Construction of Varyant began on 1 December 1950. The route was originally built on several viaducts to help traverse the steep terrain. The land under these viaducts have since been filled up, leaving only the concrete barriers in place. A section of one viaduct, at the intersection with Halil Rıfat Paşa Avenue, can still be seen from Konak. The road was originally named Vali Rahmi Bey Avenue but was soon changed to United Nations Avenue, in honor of the newly formed world organization.
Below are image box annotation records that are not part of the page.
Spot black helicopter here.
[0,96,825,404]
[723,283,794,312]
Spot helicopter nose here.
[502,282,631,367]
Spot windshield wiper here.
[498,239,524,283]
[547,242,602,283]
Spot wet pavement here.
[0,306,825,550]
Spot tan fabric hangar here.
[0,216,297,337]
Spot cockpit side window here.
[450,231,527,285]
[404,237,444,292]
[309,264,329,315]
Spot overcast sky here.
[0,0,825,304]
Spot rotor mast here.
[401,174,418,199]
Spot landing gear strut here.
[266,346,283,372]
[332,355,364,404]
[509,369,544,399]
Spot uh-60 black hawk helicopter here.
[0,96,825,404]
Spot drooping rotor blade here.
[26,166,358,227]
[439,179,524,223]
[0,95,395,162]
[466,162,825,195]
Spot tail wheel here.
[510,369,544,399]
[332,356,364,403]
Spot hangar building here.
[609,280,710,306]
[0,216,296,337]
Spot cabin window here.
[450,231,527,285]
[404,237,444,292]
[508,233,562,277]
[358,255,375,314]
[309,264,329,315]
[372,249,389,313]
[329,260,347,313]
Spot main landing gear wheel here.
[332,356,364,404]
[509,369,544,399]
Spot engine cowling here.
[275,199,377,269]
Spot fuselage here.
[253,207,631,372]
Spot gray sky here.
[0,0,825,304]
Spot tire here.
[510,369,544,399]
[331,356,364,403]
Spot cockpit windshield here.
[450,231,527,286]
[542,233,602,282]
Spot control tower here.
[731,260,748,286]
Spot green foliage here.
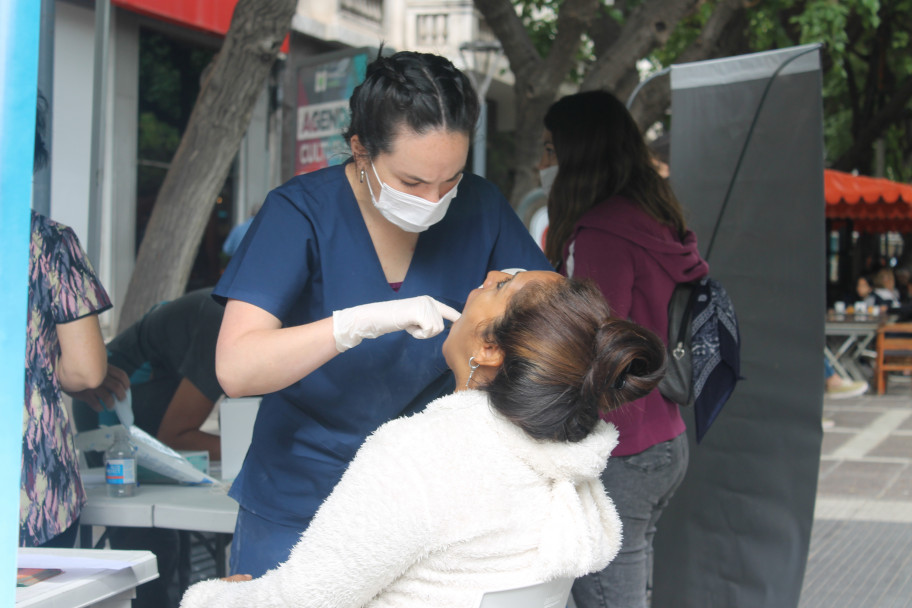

The section of road to Halil Rıfat Paşa Avenue was opened on 25 March 1952. The section of road to İnönü Avenue was opened within the next year or two; the exact date is not clear.

The route was built with a 7° incline, a total width of 13 m and consists of six sharp curves. The total length of United Nations Avenue is 1.45 km and the difference in elevation is 67.1 m.

The route begins in central Konak, splitting off from Halil Rıfat Paşa Avenue, near the western portal of the Konak Tunnel. This section is of the route is for southbound (uphill) traffic only, as Halil Rıfat Paşa Avenue runs parallel for northbound (downhill) traffic. United Nations Avenue winds around the İzmir Ethnography Museum until reaching its halfway point on the last visible viaduct at a height of 49.3 m above sea-level. Halil Rıfat Paşa Avenue intersects with United Nations Avenue and continues west to Halil Rıfat Paşa. South of the intersection, Varyant becomes a two-way avenue and continues south to İnönü Avenue. The route winds around two more sharp curves until reaching İnönü Avenue at the Bayramyeri intersection.

ESHOT city buses use Varyant for bus routes from Konak to Buca and Karabağlar. Articulated buses are too big for the sharp curves, thus mainly midibuses and some single-deck buses run along United Nations Avenue.